Reputation: 47791
In Javascript, it's easy to call a function returned by another function in one single statement. Consider for example:
function createOperation(operator)
{
return Function("a", "b", "return a " + operator + "b;")
}
var result = createOperation("*")(2, 3);
Here, we call a function to create another function that multiplies two values, then call this new function with two arguments.
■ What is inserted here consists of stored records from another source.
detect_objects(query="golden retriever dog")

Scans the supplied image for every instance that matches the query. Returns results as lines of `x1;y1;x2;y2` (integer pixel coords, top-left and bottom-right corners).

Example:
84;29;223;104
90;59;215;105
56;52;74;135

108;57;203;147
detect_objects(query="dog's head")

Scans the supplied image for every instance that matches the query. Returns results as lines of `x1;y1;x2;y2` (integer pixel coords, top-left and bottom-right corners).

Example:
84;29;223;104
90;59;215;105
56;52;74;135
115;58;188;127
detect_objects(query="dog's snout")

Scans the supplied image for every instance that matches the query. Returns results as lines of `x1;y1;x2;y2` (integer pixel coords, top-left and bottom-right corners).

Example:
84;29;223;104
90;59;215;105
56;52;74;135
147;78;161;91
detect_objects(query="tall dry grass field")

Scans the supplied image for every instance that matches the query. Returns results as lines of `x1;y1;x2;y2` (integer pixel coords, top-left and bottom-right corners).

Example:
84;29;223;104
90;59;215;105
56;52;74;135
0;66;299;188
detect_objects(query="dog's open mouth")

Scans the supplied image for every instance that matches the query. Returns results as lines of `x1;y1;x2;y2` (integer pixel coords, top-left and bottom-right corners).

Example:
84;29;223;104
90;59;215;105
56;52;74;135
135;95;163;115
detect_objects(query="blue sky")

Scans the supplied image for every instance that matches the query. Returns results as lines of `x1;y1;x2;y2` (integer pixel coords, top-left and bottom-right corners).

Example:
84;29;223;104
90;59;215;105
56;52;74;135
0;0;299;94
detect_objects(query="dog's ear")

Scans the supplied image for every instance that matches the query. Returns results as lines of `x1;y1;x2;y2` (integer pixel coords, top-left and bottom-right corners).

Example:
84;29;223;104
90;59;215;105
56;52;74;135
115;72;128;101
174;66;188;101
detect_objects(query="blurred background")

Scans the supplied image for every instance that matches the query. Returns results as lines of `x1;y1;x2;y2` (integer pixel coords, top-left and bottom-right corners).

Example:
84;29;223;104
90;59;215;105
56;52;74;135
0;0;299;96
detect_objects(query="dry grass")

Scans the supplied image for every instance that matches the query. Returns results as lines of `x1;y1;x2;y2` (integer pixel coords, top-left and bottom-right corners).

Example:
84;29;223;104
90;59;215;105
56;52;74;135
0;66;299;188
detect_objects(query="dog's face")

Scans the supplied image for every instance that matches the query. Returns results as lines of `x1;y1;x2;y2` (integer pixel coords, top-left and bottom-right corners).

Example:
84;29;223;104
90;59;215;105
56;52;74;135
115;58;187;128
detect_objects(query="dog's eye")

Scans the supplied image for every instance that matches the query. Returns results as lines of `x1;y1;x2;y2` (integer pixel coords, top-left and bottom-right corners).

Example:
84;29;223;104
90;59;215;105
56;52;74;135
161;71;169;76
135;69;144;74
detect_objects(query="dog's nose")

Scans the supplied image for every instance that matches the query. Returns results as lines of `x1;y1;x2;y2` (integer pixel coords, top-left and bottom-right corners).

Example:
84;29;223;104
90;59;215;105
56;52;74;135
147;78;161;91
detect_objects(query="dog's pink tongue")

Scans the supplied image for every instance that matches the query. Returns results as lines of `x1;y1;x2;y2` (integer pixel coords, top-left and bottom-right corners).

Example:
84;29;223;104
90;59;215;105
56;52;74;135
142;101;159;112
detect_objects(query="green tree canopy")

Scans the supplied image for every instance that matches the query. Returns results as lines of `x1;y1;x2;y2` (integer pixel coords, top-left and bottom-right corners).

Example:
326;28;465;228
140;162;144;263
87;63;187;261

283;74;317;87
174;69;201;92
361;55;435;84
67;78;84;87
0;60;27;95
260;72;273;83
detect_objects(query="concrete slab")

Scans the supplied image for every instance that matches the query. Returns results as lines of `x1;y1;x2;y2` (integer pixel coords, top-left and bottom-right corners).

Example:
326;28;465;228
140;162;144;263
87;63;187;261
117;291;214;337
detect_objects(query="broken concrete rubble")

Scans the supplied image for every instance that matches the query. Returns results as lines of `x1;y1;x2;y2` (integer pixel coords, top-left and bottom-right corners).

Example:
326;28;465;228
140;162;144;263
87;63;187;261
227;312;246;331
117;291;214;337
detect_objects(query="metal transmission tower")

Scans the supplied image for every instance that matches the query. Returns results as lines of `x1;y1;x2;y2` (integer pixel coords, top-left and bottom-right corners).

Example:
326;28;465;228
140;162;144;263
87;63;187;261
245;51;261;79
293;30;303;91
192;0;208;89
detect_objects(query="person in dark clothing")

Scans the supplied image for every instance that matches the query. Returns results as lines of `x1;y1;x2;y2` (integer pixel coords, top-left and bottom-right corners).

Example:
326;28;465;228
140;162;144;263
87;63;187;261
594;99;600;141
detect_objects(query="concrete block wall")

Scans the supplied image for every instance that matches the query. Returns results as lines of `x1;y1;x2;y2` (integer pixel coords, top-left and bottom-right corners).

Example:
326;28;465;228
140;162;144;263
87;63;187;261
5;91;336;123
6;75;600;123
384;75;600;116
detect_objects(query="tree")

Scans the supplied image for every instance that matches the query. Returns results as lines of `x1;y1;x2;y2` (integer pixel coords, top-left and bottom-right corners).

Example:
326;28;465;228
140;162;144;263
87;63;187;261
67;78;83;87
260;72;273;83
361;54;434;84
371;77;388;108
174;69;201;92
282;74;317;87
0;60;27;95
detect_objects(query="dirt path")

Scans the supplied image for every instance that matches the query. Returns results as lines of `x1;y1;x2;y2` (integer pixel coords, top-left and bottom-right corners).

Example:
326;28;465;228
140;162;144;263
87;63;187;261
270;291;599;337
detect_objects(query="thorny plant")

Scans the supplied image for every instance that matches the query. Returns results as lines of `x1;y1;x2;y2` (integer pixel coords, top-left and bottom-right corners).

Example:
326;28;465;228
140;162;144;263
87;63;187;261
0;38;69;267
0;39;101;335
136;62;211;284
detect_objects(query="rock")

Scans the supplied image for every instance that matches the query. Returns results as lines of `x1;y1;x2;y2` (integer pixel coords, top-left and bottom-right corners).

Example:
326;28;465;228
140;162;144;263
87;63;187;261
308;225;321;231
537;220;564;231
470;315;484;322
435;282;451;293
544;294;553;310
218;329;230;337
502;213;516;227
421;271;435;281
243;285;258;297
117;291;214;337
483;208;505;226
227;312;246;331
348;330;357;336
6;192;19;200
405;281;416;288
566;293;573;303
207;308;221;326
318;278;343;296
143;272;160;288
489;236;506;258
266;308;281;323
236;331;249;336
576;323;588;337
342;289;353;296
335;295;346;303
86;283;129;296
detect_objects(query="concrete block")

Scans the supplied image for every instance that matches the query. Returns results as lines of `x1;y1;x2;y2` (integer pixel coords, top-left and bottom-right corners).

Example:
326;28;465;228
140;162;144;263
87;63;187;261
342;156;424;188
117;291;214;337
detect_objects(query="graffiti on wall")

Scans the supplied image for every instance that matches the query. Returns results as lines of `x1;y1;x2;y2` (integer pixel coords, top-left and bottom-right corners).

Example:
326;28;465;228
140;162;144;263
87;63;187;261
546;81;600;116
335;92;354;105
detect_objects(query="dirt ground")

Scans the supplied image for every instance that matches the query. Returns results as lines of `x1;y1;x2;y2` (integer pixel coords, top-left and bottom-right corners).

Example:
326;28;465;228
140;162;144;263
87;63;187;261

If I try to replicate a similar code snippet in PHP, I end up using two statements and one extra variable:
function createOperation(operator)
{
return create_function('$a,$b', 'return $a '.$operator.' $b;');
}
$temp_var = createOperation("+");
$result = $temp_var(2, 3);
The short, Javascript-like form doesn't work:
$result = createOperation("+")(2, 3);
This is especially tedious when writing an invocation chain (pseudocode):
foo(arg1)(arg2, arg3)()(...)
Which would become:
$temp1 = foo($arg1);
$temp2 = $temp1($arg2, $arg3);
$temp3 = $temp2();
...
So my question is: is there a way in PHP to call a function returned by another function without using temporary variables, or at least in one single same statement?
Upvotes: 4
Views: 113
Reputation: 215009
As seen in php repo, @NikiC is actively working on implementing his RFC, the ()()
syntax is already in the trunk:
https://github.com/php/php-src/commit/64e4c9eff16b082f87e94fc02ec620b85124197d
I don't know what the release map looks like, hope we'll get decent syntax in php very soon.